Dear Editor,
On Tuesday October 26, 2020, I noticed a post on social media indicating that Attorney General Mr Anil Nandlall and ANUG Chair Mr Timothy Jonas were appointed as Senior Counsel (SC) by the President with effect from October 30th. As Guyanese, including myself, started to offer their congratulations, my mind immediately flashed back to the case that Mr Jonas has brought before the High Court challenging the legality of appointment of four SCs by President David Granger on the grounds that such authority exists with the judiciary and not with the President.
I immediately drew this apparent contradiction to readers, who produced several explanations, including the response that Mr Jonas was moved to take such action because Mr Granger was a Caretaker President and had no standing to make such an appointment. I insisted that was not the reason and sent a copy of the Stabroek News’ article on the case. On the following day, Mr Jonas was congratulated by the GlobeSpan Moderator Dr Vishnu Bisram, who appeared puzzled when Mr Jonas’ response reflected ambivalence over the appointment. While he said that he was contacted before and agreed to accept a SC honour, he nevertheless conceded that was contingent upon the requisite approval by the Judiciary. In a letter to Stabroek News on October 30, 2020, Mr Jonas sought to clarify his position.

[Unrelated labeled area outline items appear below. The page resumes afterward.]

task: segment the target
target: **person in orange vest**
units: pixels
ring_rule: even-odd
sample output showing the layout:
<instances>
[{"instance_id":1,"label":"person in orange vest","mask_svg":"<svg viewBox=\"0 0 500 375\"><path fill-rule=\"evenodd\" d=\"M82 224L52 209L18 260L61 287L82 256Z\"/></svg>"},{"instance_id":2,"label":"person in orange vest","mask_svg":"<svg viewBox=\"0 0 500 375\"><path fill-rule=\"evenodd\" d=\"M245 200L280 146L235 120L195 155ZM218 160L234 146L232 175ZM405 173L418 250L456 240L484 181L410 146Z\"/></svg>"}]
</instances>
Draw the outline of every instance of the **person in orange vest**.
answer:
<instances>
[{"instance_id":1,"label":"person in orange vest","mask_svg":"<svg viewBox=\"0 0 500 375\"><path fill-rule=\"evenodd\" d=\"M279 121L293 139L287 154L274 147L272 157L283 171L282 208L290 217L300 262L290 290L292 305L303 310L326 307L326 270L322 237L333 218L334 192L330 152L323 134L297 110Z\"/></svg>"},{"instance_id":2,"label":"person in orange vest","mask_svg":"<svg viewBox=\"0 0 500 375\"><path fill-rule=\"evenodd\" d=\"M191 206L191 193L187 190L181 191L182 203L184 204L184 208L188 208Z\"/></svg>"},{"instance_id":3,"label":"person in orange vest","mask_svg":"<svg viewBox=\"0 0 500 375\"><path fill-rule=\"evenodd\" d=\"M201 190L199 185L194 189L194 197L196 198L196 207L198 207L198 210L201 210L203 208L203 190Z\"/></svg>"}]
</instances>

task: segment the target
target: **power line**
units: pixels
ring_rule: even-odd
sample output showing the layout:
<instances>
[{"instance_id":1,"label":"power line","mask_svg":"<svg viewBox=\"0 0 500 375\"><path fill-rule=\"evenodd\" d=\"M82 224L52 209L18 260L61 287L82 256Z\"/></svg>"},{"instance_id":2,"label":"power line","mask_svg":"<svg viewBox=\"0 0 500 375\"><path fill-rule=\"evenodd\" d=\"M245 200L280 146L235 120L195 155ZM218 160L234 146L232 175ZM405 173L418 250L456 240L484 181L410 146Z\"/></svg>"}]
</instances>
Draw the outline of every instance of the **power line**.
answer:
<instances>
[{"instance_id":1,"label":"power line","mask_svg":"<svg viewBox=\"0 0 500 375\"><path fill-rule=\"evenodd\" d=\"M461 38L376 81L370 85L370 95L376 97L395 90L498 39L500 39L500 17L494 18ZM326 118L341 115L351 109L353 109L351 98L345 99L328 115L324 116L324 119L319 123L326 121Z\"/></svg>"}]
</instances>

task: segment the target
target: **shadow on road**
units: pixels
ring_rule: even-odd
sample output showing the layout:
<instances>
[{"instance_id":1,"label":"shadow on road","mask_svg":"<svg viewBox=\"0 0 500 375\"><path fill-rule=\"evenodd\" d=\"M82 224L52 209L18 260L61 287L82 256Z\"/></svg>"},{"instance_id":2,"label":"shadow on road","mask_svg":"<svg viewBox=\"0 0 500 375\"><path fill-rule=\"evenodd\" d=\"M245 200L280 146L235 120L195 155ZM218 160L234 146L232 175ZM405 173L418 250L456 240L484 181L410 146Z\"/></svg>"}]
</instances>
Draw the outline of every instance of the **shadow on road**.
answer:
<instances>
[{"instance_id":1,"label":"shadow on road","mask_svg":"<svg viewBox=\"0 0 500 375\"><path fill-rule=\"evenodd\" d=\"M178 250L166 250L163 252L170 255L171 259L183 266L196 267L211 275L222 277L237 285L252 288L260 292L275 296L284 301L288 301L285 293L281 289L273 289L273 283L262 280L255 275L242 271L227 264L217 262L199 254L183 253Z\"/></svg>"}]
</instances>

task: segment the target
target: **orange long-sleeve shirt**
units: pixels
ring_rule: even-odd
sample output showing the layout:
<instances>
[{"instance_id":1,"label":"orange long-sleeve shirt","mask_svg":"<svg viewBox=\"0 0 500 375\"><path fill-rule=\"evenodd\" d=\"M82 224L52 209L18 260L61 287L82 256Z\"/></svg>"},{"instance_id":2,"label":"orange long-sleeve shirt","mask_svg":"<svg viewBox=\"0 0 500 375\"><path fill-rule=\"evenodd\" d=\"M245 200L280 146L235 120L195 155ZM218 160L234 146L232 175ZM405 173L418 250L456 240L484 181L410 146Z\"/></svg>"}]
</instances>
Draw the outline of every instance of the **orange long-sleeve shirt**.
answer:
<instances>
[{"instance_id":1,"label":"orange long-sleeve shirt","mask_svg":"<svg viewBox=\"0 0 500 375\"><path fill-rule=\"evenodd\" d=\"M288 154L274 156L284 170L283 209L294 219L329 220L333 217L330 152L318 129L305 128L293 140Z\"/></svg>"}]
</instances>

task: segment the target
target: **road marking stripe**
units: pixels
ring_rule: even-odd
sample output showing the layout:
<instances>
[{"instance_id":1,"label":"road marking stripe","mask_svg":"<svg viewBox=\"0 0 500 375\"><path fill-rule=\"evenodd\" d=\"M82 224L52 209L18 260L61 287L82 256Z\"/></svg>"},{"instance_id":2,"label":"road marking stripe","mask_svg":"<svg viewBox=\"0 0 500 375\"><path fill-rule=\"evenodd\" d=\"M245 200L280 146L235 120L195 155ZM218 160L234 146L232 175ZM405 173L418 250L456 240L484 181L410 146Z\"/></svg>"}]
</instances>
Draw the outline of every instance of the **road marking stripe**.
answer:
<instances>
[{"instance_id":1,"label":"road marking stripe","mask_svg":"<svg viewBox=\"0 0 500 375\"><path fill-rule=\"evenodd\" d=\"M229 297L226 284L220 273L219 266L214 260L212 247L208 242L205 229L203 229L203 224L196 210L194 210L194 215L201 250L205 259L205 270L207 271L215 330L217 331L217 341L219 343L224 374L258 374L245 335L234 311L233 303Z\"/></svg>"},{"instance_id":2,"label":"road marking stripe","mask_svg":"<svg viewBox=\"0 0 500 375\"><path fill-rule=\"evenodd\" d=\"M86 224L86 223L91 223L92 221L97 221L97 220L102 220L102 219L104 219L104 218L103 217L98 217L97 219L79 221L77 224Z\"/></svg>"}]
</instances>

Mr Jonas writes that the grant of silk (SC) which “used to be exercised by the Queen, has now in Guyana passed to the judiciary, and any involvement by the Executive is ceremonial, subject always to the imprimatur of the Judiciary.” He did not say when that authority was passed onto the Judiciary. He continues: “politicization of the process and lack of transparency reduce public confidence, and cheapen the process itself.” The perception conveyed is that Mr Jonas is committed to legal procedures, non-politicization, and transparency, and that the process was politicized and not transparent.
Despite the fact that his appointment was made in consultation with the Judiciary (and Mr Jonas himself says “the legal requirements identified by me had been met”) Mr Jonas was still skeptical and indicates that he will wait until a ruling is delivered in the case that is before the High Court. Mr Jonas has also written the Judiciary requesting that the Full Court take no further action in his regard until the Court rules.
Did Mr Jonas’ purported appointment present an opportunity for him to highlight a role of moral gatekeeper of Guyanese politics? Was his action appropriate having been assured that the appointment has the imprimatur of the Judiciary?
Mr Nandall says in his Court submission that (i) the President, as the Supreme Executive Authority of Guyana, is vested with the exclusive prerogative to confer Silk upon attorneys-at-law; (ii) the prerogative or power to confer Silk was never vested in the judiciary of Guyana; and (iii) the President’s prerogative to confer Silk does not infringe on judicial independence, nor is it unconstitutional in any other way.
While Mr Jonas still believes that the Judiciary has the authority to confer SCs, and that the role of the executive is ceremonial, Mr Nandlall reminds us that the grant of all honours, including SCs, is the prerogative of the President. A review of court filing document (020-HC-DEM-CIV-FDA-627) reveals that Mr Nandlall has produced several precedents to support his position that the President is the proper authority to confer SCs, as all other honours, while acknowledging that the consent of the High Court adds credibility to the occasion.